Out of that came Glamorous. Her tagline is “Jewelry, fancy things, and we even have snacks!” Her favorite part of being an entrepreneur is, in her own words, being the boss. Her title is Founder and CEO, and she is also a little philanthropist and wants to donate a percentage of our earnings to an animal or educational cause. We’re planning that out in the boardroom this weekend. Founded one week ago today (4/11/14), we’re ready for e-commerce, just approved for our merchant account yesterday, have email, website and DBA up and running. I’m working with Emma to set up wholesale partnerships as well as connect with artisans to make fancy stuff. We have lots of friends and family ready to grow this grassroots idea and teach Emma all about the ebb and flow of business.”

Emma Laurin, Founder and CEO, Glamorous

8) “JuJu Sabra is a thirteen year old aspiring neuroscientist. An award winning inventor at eight years old, online business owner (blogger/designer) at ten years old, and bestselling Kindle author and infoproduct developer at twelve years old, JuJu loves computer programming, blog and graphic designs, and everything tech-related. JuJu designs the family’s eighteen+ blogs, manages two membership sites, and tinkers with a dozen software programs to assure profitability. Challenged by her book coach, she’s presently working on a Teen Success book and encouraging all kid and teen bloggers to profit from their passions online at – her oldest and most popular blog to date. JuJu is dedicated to helping kid and teen bloggers blog with passion for profits!

The best part of being a teenage entrepreneur is experiencing failures and learning from them. I found that most of my failures are very different from the average teen, since I see them as a sign of empowerment and an opportunity to grow. Overcoming failures takes a lot of confidence, creativity and concentration, traits many teens lack today. I believe that every teen should at least attempt to be an entrepreneur, because he/she would learn things schools don’t even care to teach.”

JuJu Sabra, Founder, Co-Owner, The Teen Blogger and Sabra Sisters

9) “The best part about being a teenage entrepreneur is creating your own lane and having others join in. Doing all this at such a young age gives you lots of time for growing and developing your business, but also time to inspire and give hope to others that they too can turn a passion into a career during any point in their life.”
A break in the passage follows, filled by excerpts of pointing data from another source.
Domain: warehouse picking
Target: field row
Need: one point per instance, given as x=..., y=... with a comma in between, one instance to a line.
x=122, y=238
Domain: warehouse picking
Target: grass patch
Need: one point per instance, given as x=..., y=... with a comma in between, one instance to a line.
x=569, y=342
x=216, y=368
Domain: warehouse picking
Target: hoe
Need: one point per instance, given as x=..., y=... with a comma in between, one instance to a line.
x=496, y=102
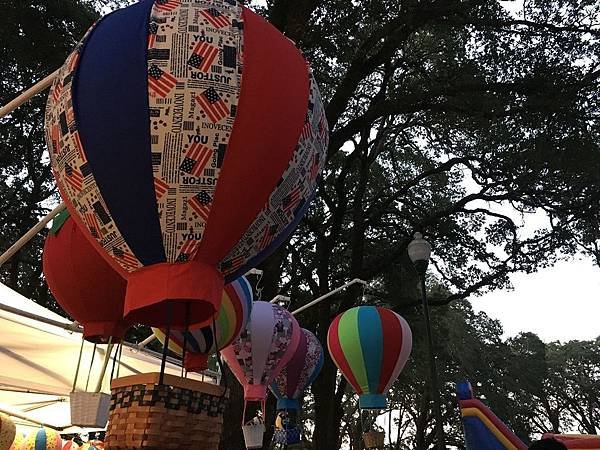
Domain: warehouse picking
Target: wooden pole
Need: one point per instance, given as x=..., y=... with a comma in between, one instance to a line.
x=31, y=92
x=30, y=234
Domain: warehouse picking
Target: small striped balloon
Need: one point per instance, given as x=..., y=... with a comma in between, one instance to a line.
x=43, y=439
x=299, y=373
x=70, y=445
x=18, y=441
x=7, y=432
x=370, y=345
x=233, y=315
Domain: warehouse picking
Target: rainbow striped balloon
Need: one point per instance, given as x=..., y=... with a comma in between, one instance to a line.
x=370, y=345
x=71, y=445
x=43, y=439
x=7, y=432
x=92, y=445
x=235, y=309
x=18, y=441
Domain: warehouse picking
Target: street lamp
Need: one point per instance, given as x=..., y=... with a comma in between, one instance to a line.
x=419, y=252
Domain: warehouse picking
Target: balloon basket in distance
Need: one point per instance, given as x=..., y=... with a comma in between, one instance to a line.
x=89, y=409
x=374, y=439
x=179, y=414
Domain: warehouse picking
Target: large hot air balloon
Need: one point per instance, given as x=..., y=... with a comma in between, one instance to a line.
x=7, y=432
x=370, y=345
x=299, y=373
x=18, y=441
x=231, y=320
x=42, y=439
x=83, y=283
x=187, y=138
x=265, y=346
x=71, y=445
x=92, y=445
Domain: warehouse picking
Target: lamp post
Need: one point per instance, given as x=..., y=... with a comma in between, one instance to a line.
x=419, y=252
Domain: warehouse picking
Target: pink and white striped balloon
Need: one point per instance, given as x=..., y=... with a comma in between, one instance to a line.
x=263, y=349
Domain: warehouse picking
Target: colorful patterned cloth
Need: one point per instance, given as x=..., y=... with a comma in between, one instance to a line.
x=370, y=345
x=201, y=342
x=7, y=432
x=43, y=439
x=263, y=348
x=299, y=373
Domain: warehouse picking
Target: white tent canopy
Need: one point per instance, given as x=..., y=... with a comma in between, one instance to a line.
x=38, y=362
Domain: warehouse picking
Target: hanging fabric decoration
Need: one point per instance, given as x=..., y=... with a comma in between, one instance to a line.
x=17, y=441
x=370, y=346
x=172, y=146
x=265, y=346
x=7, y=432
x=92, y=445
x=43, y=439
x=71, y=445
x=299, y=373
x=200, y=343
x=83, y=283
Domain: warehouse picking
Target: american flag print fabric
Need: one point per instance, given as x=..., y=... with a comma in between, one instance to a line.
x=167, y=5
x=213, y=105
x=71, y=168
x=295, y=189
x=216, y=17
x=160, y=82
x=203, y=56
x=190, y=72
x=204, y=89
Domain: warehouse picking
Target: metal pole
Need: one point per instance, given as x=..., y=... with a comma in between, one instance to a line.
x=30, y=234
x=146, y=341
x=435, y=391
x=32, y=91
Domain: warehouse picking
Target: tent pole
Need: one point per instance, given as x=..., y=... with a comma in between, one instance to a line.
x=26, y=95
x=30, y=234
x=65, y=326
x=77, y=329
x=28, y=419
x=104, y=365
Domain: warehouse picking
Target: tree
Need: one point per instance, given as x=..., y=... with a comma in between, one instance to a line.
x=36, y=37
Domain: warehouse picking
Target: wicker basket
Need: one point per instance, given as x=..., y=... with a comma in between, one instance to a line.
x=89, y=409
x=180, y=414
x=374, y=439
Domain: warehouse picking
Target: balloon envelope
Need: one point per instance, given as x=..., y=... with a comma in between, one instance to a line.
x=7, y=432
x=71, y=445
x=92, y=445
x=43, y=439
x=231, y=320
x=18, y=441
x=84, y=284
x=264, y=347
x=370, y=345
x=173, y=147
x=299, y=373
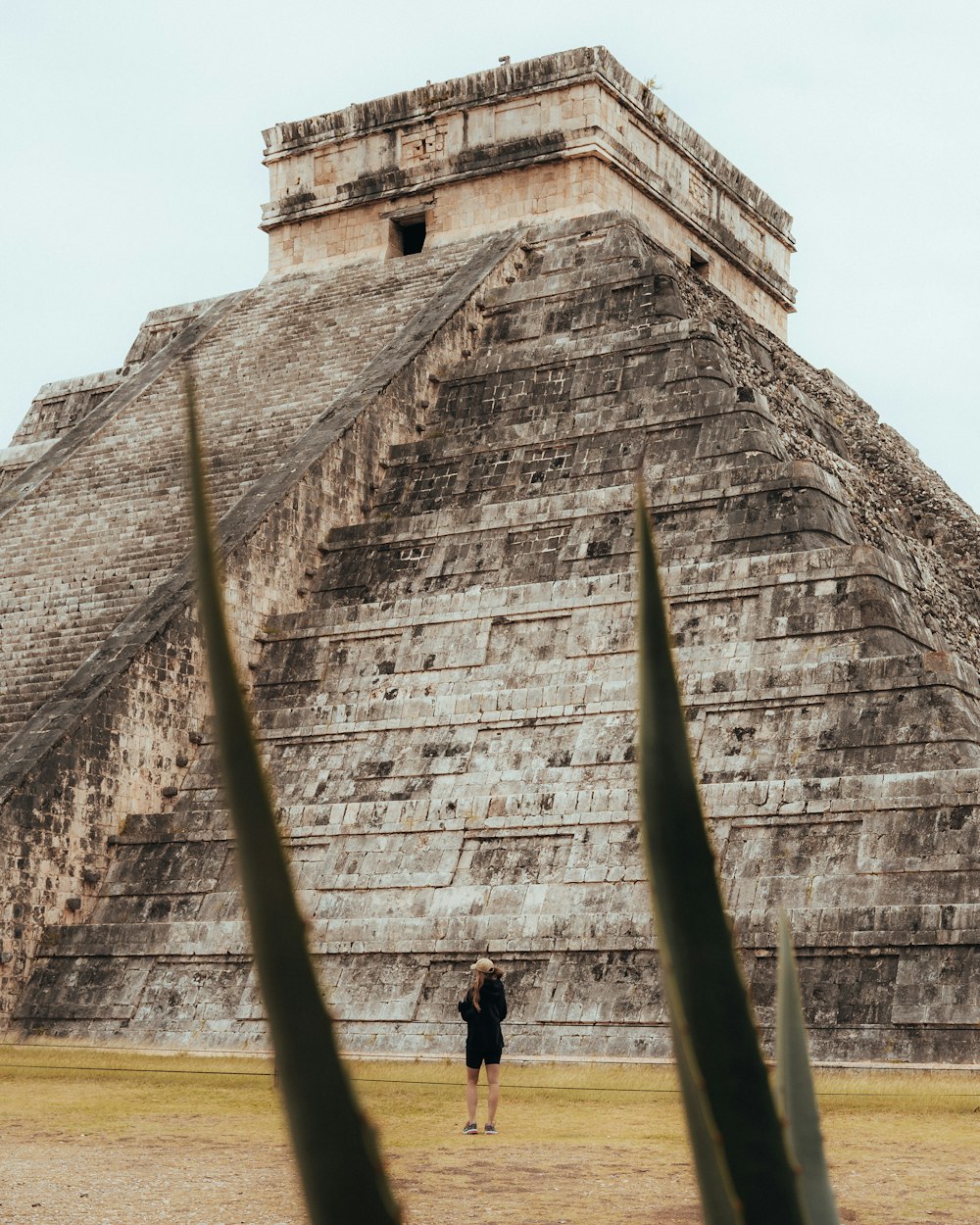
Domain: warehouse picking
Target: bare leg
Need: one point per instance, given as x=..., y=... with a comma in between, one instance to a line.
x=493, y=1097
x=473, y=1074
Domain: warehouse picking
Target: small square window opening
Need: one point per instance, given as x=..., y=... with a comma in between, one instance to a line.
x=407, y=235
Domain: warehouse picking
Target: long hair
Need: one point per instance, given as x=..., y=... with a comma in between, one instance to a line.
x=479, y=978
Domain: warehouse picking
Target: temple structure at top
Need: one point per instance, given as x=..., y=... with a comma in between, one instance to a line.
x=555, y=137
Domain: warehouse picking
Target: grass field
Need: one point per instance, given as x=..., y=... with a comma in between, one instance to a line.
x=126, y=1140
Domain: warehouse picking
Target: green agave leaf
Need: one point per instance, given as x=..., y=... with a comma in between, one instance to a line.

Mike Mejer, Founder, Livin’ Good

10) “Because I started my Healthy Living Blog, Freckled Nettles, and started social media marketing for various corporate brands, I was introduced to a startup company, Sweet Note Bagels. I began working alongside the founder of Sweet Note, Michelle MacDonald, and got the opportunity to gain equity and experience what it’s like to build a business from the bottom at the age of 18. I am now building my brand, Freckled Nettles, and building Sweet Note’s brand simultaneously.”